Selon l’agence de déminage libyenne LibMAC, des mines et autres engins explosifs ont tué 130 personnes et blessé 196 personnes en Libye entre mai 2020 et mars 2022, dont en majorité des civils dans la banlieue sud de Tripoli. Les 326 victimes (tuées ou blessées) étaient âgées de 4 à 70 ans ; elles étaient de sexe masculin dans 299 cas, de sexe féminin dans 26 cas, et de sexe indéterminé dans un cas. Sur ces 326 personnes, 78 victimes (soit 24 % du total enregistré par LibMAC) étaient des démineurs.

En juin 2020, les combattants FAAL de Haftar et les forces alliées aux FAAL, y compris des agents du groupe Wagner, se sont retirés de la banlieue sud de Tripoli après 14 mois de combats contre des groupes alliés à l’ancien gouvernement d’accord national (GNA) basé à Tripoli ; selon les groupes d’action de lutte anti-mines, ils ont laissé derrière eux de nombreuses mines antipersonnel et des pièges explosifs. Il s’agissait d’au moins quatre types de mines terrestres que ces groupes n’avaient pas documentés en Libye avant ce conflit, ainsi que d’autres engins explosifs improvisés (EEI) activés par la victime. De plus, des engins non explosés ou abandonnés continuent de contaminer une surface d’environ 720 km² dans cette zone, suite aux combats.

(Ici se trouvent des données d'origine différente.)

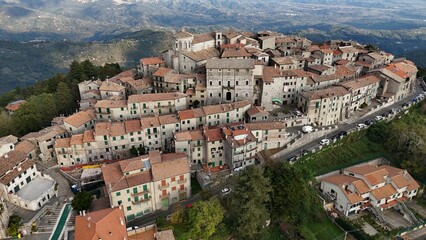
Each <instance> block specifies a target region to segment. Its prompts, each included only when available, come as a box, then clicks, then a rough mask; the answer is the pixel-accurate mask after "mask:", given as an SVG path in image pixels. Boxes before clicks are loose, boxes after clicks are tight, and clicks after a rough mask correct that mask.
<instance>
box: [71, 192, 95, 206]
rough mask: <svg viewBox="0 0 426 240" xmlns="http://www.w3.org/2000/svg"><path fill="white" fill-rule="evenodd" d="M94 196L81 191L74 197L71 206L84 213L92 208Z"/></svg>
mask: <svg viewBox="0 0 426 240" xmlns="http://www.w3.org/2000/svg"><path fill="white" fill-rule="evenodd" d="M92 201H93V196H92V195H91V194H90V193H89V192H87V191H81V192H79V193H77V194H76V195H75V196H74V199H73V200H72V202H71V206H72V208H73V209H74V210H76V211H83V210H87V209H89V208H90V205H91V203H92Z"/></svg>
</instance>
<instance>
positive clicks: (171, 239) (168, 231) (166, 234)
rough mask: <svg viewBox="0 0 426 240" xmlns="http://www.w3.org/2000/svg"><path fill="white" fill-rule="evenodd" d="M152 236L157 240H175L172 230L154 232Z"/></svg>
mask: <svg viewBox="0 0 426 240" xmlns="http://www.w3.org/2000/svg"><path fill="white" fill-rule="evenodd" d="M154 236H155V239H157V240H175V236H174V234H173V230H172V229H169V230H164V231H160V232H156V233H155V235H154Z"/></svg>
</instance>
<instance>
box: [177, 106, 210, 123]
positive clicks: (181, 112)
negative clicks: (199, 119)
mask: <svg viewBox="0 0 426 240" xmlns="http://www.w3.org/2000/svg"><path fill="white" fill-rule="evenodd" d="M178 115H179V119H180V120H186V119H191V118H199V117H204V116H206V114H205V113H204V111H203V109H202V108H194V109H187V110H182V111H179V112H178Z"/></svg>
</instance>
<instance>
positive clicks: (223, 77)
mask: <svg viewBox="0 0 426 240" xmlns="http://www.w3.org/2000/svg"><path fill="white" fill-rule="evenodd" d="M254 69H255V65H254V60H253V59H209V60H207V62H206V88H207V89H206V90H207V98H206V101H207V104H218V103H223V102H234V101H243V100H246V99H253V84H254V82H253V79H254V73H253V71H254Z"/></svg>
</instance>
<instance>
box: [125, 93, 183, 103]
mask: <svg viewBox="0 0 426 240" xmlns="http://www.w3.org/2000/svg"><path fill="white" fill-rule="evenodd" d="M185 97H186V95H185V94H183V93H178V92H175V93H150V94H134V95H130V96H129V100H128V103H141V102H155V101H167V100H176V99H179V98H185Z"/></svg>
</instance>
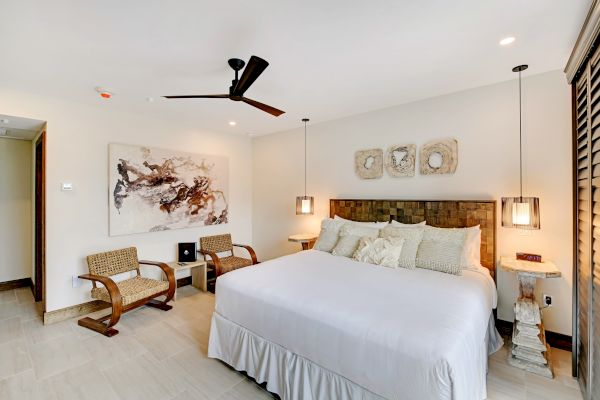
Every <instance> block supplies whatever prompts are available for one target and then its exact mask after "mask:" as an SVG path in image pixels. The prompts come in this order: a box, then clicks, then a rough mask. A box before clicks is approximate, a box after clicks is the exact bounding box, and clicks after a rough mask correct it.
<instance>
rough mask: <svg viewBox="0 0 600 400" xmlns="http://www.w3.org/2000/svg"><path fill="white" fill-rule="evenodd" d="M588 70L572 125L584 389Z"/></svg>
mask: <svg viewBox="0 0 600 400" xmlns="http://www.w3.org/2000/svg"><path fill="white" fill-rule="evenodd" d="M587 78H588V70H587V69H586V70H585V72H584V73H582V74H581V76H580V77H579V79H578V80H577V81H576V83H575V85H576V86H575V101H576V104H575V113H576V114H575V116H574V117H575V126H576V132H575V135H576V140H575V143H574V144H575V145H576V146H577V204H578V208H577V219H576V222H577V236H578V237H577V250H576V251H577V286H578V311H577V319H578V329H577V345H578V349H579V354H580V356H579V358H578V366H577V368H578V374H579V383H580V385H581V388H582V389H583V390H584V391H587V386H588V379H589V360H588V354H589V299H590V296H589V294H590V290H589V287H590V271H591V266H590V261H591V238H590V233H591V209H590V204H591V199H590V196H591V190H590V181H591V179H590V173H591V169H590V168H589V165H590V146H589V140H590V135H589V118H588V79H587Z"/></svg>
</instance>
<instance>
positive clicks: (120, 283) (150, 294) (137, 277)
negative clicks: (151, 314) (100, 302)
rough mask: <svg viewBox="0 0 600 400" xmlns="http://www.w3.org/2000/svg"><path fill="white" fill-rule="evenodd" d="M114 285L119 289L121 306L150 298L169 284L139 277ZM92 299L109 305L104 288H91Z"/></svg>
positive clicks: (165, 289)
mask: <svg viewBox="0 0 600 400" xmlns="http://www.w3.org/2000/svg"><path fill="white" fill-rule="evenodd" d="M115 283H116V284H117V287H118V288H119V292H121V298H122V300H123V306H126V305H128V304H132V303H135V302H136V301H138V300H141V299H145V298H148V297H151V296H152V295H154V294H156V293H159V292H162V291H164V290H167V289H169V282H167V281H157V280H156V279H148V278H142V277H141V276H136V277H133V278H130V279H125V280H124V281H121V282H115ZM99 285H101V284H99ZM92 298H93V299H97V300H102V301H106V302H109V303H110V296H109V295H108V290H106V288H105V287H104V286H98V287H95V288H92Z"/></svg>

Le 24 mai, Human Rights Watch a écrit au ministre russe des Affaires étrangères pour présenter les conclusions de l’organisation et demander des informations relatives à la présence de membres du groupe Wagner en Libye. Human Rights Watch a demandé au ministère des Affaires étrangères de clarifier le rôle de ce sous-traitant en sécurité militaire pendant le conflit de 2019-2020 et ses affiliations avec les FAAL, et de répondre aux allégations selon lesquelles des agents du groupe Wagner auraient placé des mines antipersonnel interdites dans la banlieue sud de Tripoli. Les autorités russes n’ont pas répondu.

Human Rights Watch a tenté de trouver les coordonnées du groupe Wagner ou de sa direction pour partager les conclusions du rapport, mais n’a pas pu obtenir ces informations.

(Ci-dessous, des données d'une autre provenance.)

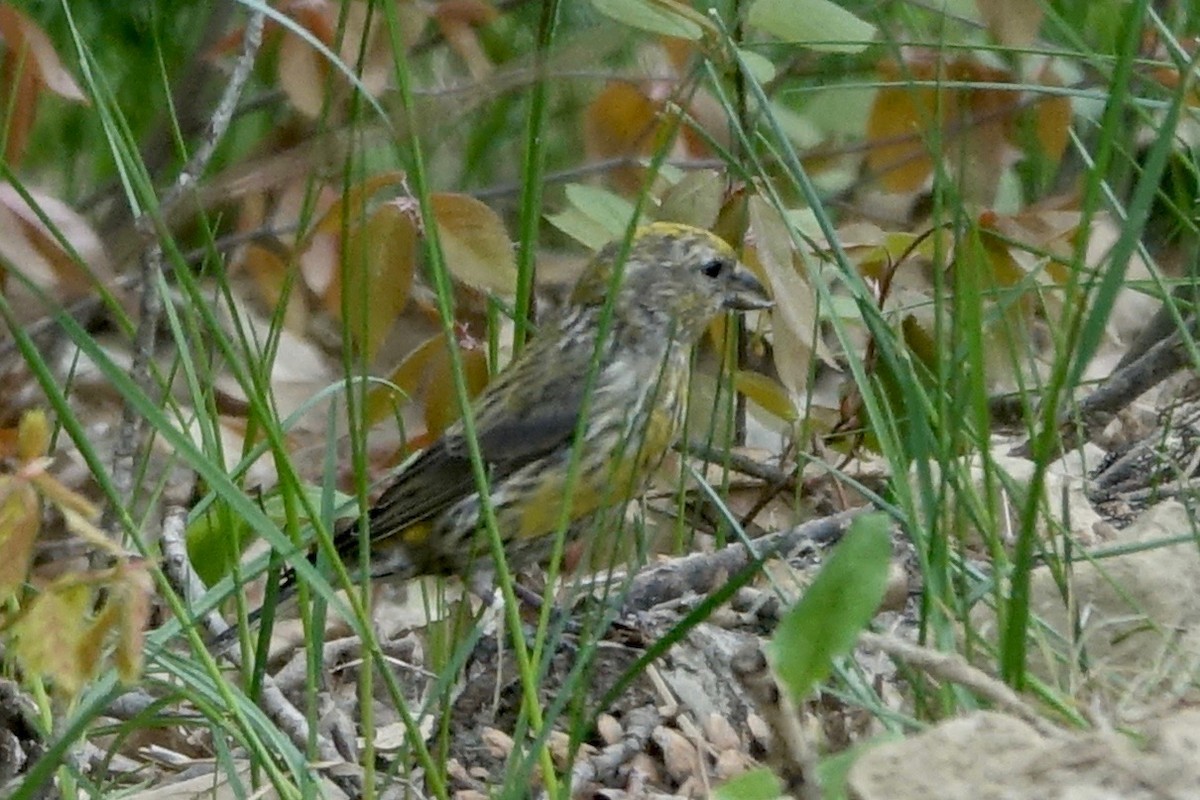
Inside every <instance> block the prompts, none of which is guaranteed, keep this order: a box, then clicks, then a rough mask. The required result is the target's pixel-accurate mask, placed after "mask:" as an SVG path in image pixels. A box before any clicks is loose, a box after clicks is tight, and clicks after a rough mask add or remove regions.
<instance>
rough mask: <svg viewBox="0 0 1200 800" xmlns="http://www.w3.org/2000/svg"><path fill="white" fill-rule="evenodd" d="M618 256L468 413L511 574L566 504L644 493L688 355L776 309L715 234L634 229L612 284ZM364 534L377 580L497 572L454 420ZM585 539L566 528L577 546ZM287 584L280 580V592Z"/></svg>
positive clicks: (540, 549) (571, 300)
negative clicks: (605, 325) (755, 316)
mask: <svg viewBox="0 0 1200 800" xmlns="http://www.w3.org/2000/svg"><path fill="white" fill-rule="evenodd" d="M622 249H623V248H622V243H620V242H613V243H611V245H608V246H606V247H604V248H602V249H601V251H600V252H599V253H598V254H596V255H595V257H594V258H593V259H592V261H590V263H589V264H588V266H587V267H586V269H584V271H583V273H582V275H581V277H580V278H578V282H577V283H576V284H575V288H574V290H572V291H571V294H570V296H569V299H568V302H566V305H565V306H564V307H563V308H562V309H560V311H559V312H558V313H557V314H554V315H553V317H552V318H551V319H547V320H545V321H544V323H542V325H541V326H540V329H539V331H538V333H536V335H535V336H534V338H533V339H532V341H530V343H529V344H528V345H527V347H526V349H524V350H522V351H521V354H520V355H517V357H516V359H514V361H512V362H511V363H509V365H508V367H506V368H504V369H503V371H502V372H500V373H499V374H498V375H497V377H496V378H494V379H493V381H492V383H491V384H490V385H488V386H487V387H486V389H485V390H484V392H482V393H481V395H480V396H479V397H478V398H476V399H475V402H474V404H473V416H474V422H475V433H476V437H478V441H479V450H480V453H481V456H482V462H484V464H485V468H486V473H487V480H488V487H487V489H488V497H490V498H491V504H492V507H493V509H494V512H496V522H497V527H498V530H499V534H500V537H502V540H503V542H504V552H505V555H506V558H508V560H509V564H510V566H511V567H514V569H520V567H521V566H524V565H528V564H530V563H535V561H538V560H539V559H542V558H545V557H546V555H547V554H548V553H550V552H551V549H552V546H553V542H554V540H556V533H557V529H558V525H559V524H560V522H562V521H563V519H564V516H563V515H564V505H565V506H566V509H565V519H566V521H568V522H570V523H581V522H582V521H584V519H586V518H588V517H590V516H593V515H595V513H596V512H599V511H601V510H604V509H607V507H617V506H619V505H620V504H623V503H625V501H628V500H630V499H631V498H635V497H637V495H638V494H640V493H641V492H642V491H643V489H644V487H646V483H647V481H648V480H649V477H650V475H652V474H653V473H654V470H655V469H656V468H658V467H659V464H660V463H661V462H662V458H664V457H665V456H666V453H667V452H668V450H670V449H671V445H672V444H673V443H674V440H676V438H677V437H678V435H679V433H680V429H682V427H683V421H684V410H685V402H684V393H685V391H686V386H688V371H689V365H690V361H691V359H690V351H691V348H692V347H694V345H695V344H696V343H697V341H698V339H700V338H701V336H702V335H703V332H704V330H706V329H707V327H708V325H709V323H712V321H713V319H714V318H715V317H716V315H718V314H720V313H721V312H722V311H725V309H752V308H766V307H768V306H770V300H769V299H768V296H767V293H766V290H764V289H763V287H762V285H761V284H760V283H758V281H757V279H755V277H754V276H752V275H751V273H750V272H749V271H746V270H745V267H743V266H742V265H739V264H738V260H737V257H736V254H734V253H733V249H732V248H731V247H730V246H728V245H727V243H726V242H724V241H722V240H721V239H719V237H718V236H715V235H713V234H710V233H708V231H706V230H701V229H698V228H692V227H689V225H682V224H671V223H661V222H660V223H653V224H649V225H646V227H643V228H640V229H638V230H637V231H636V233H635V235H634V237H632V241H631V242H630V245H629V249H628V253H626V255H625V259H624V261H623V267H622V273H620V276H619V281H618V282H617V283H616V284H614V283H613V272H614V270H617V269H618V261H619V258H620V253H622ZM613 285H616V295H614V296H613V297H612V301H611V311H606V306H608V295H610V291H611V290H612V288H613ZM606 314H610V315H608V323H607V325H606V329H607V330H605V324H604V323H602V320H604V319H605V317H606ZM601 333H602V338H601ZM598 339H600V341H599V343H598ZM593 371H595V372H593ZM589 378H590V384H589ZM581 415H582V416H584V417H586V422H584V423H583V425H582V426H580V419H581ZM576 450H577V452H576ZM572 459H577V464H576V467H574V468H572ZM572 469H574V473H575V474H574V477H570V476H571V473H572ZM365 522H366V524H367V525H368V533H370V539H368V541H370V548H371V557H370V564H371V576H372V577H379V578H383V577H388V578H392V579H404V578H412V577H415V576H420V575H458V576H462V577H466V578H472V577H474V576H475V573H476V572H479V571H481V570H482V571H484V572H490V571H491V570H490V567H491V563H490V558H488V555H487V547H486V543H485V540H484V539H482V537H480V536H478V534H479V531H480V530H481V529H482V506H481V499H480V493H479V488H478V486H476V482H475V476H474V473H473V470H472V463H470V453H469V449H468V444H467V438H466V432H464V428H463V425H462V422H461V421H460V422H458V423H456V425H454V426H451V427H450V428H448V429H446V431H445V433H443V434H442V437H440V438H439V439H438V440H436V441H434V443H433V444H432V445H430V447H428V449H426V450H425V451H424V452H421V453H420V455H419V456H418V457H416V458H414V459H413V461H412V462H409V463H408V464H406V465H404V467H403V468H401V470H400V471H398V474H397V475H395V477H392V480H391V483H390V485H389V486H388V488H386V489H385V491H384V492H383V494H382V497H380V498H379V500H378V501H377V503H376V504H374V505H373V506H372V507H371V510H370V512H368V515H367V518H366V521H365ZM360 524H361V523H360ZM581 528H582V529H584V530H586V529H587V527H586V525H581V524H572V525H571V527H570V528H569V529H568V535H571V534H572V533H576V531H578V530H580V529H581ZM361 542H362V535H361V533H360V528H359V525H358V524H356V525H353V527H350V528H348V529H347V530H343V531H342V533H340V534H338V535H337V536H335V540H334V543H335V547H336V549H337V553H338V555H340V557H341V558H342V559H343V561H344V563H346V564H347V565H348V566H349V567H350V570H352V572H353V570H354V569H355V567H356V565H358V564H359V548H360V546H361ZM294 581H295V578H294V576H293V575H286V577H284V588H286V589H290V585H289V584H294ZM476 585H478V584H476ZM287 594H290V593H289V591H288V593H287Z"/></svg>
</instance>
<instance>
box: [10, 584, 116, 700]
mask: <svg viewBox="0 0 1200 800" xmlns="http://www.w3.org/2000/svg"><path fill="white" fill-rule="evenodd" d="M91 600H92V595H91V590H90V589H89V588H88V587H86V585H85V584H80V583H68V584H60V585H54V587H49V588H47V589H46V590H44V591H43V593H42V594H40V595H38V596H37V597H35V599H34V600H32V602H31V603H30V604H29V608H28V610H26V612H25V614H24V616H22V618H20V619H19V620H18V621H17V624H16V625H13V643H12V654H13V655H14V656H16V658H17V661H18V663H20V666H22V669H24V670H25V672H26V673H29V674H31V675H42V676H44V678H48V679H49V680H52V681H54V685H55V687H56V688H58V690H59V692H61V693H62V694H66V696H68V697H73V696H76V694H78V693H79V690H80V688H83V685H84V681H86V680H88V678H89V676H91V674H92V670H94V669H95V667H96V661H94V660H85V658H84V656H83V650H82V648H83V645H84V638H85V637H86V632H88V612H89V608H90V606H91Z"/></svg>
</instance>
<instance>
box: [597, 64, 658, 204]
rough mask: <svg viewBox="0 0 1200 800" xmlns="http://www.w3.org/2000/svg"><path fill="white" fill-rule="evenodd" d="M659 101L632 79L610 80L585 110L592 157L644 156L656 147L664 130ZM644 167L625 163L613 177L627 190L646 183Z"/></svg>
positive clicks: (613, 181)
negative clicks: (647, 92) (660, 136)
mask: <svg viewBox="0 0 1200 800" xmlns="http://www.w3.org/2000/svg"><path fill="white" fill-rule="evenodd" d="M659 110H660V107H659V103H655V102H654V101H652V100H650V98H649V97H647V96H646V94H644V92H643V91H642V90H641V89H638V88H637V86H634V85H631V84H628V83H617V82H613V83H610V84H608V85H607V86H605V89H604V90H602V91H601V92H600V94H599V95H596V97H595V100H593V101H592V102H590V103H588V108H587V110H586V112H584V113H583V143H584V149H586V151H587V156H588V158H589V160H592V161H601V160H605V158H618V157H626V156H641V155H646V154H650V152H653V151H654V146H655V142H656V138H658V136H659V132H660V125H659ZM643 172H644V170H643V169H642V168H641V167H634V166H630V167H622V168H620V169H617V170H613V172H612V173H611V175H610V178H611V179H612V180H613V182H614V184H616V185H617V186H619V187H622V188H624V190H626V191H635V190H637V188H638V187H640V186H641V185H642V173H643Z"/></svg>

Toutes les parties aux conflits armés en Libye sont tenues de respecter les lois de la guerre, qui interdisent l’utilisation d’armes telles que les mines antipersonnel et les pièges qui ne peuvent faire la distinction entre les cibles militaires et les civils. La Convention sur l’interdiction des mines antipersonnel de 1997 interdit l’utilisation, le stockage, la production et le transfert de mines terrestres antipersonnel. Le traité interdit également l’usage de dispositifs improvisés activés involontairement par la victime, y compris ceux fabriqués localement.

La Libye devrait ratifier la Convention sur l’interdiction des mines et s’engager à une interdiction complète de l’utilisation des mines antipersonnel, promouvoir l’action humanitaire contre les mines et aider les survivants, a déclaré Human Rights Watch. La Libye devrait également accorder au Groupe de travail de l’ONU sur l’utilisation de mercenaires l’autorisation d’accéder au pays, suite à une demande qui est en attente depuis au moins 2018 ; cette mission permettrait au Groupe de travail d’obtenir des informations de première main sur l’impact des combattants étrangers en Libye, et d’identifier les défis liés à leurs actions.

« Indépendamment d’une enquête internationale, les tribunaux libyens devraient enquêter de manière impartiale et poursuivre de manière appropriée les commandants et les combattants – y compris les étrangers – pour les crimes de guerre commis en Libye », a déclaré Lama Fakih.

Human Rights Watch a cofondé la Campagne internationale pour l’interdiction des mines terrestres (International Campaign to Ban Landmines, ICBL), co-lauréate du prix Nobel de la paix 1997, et préside actuellement l’ICBL.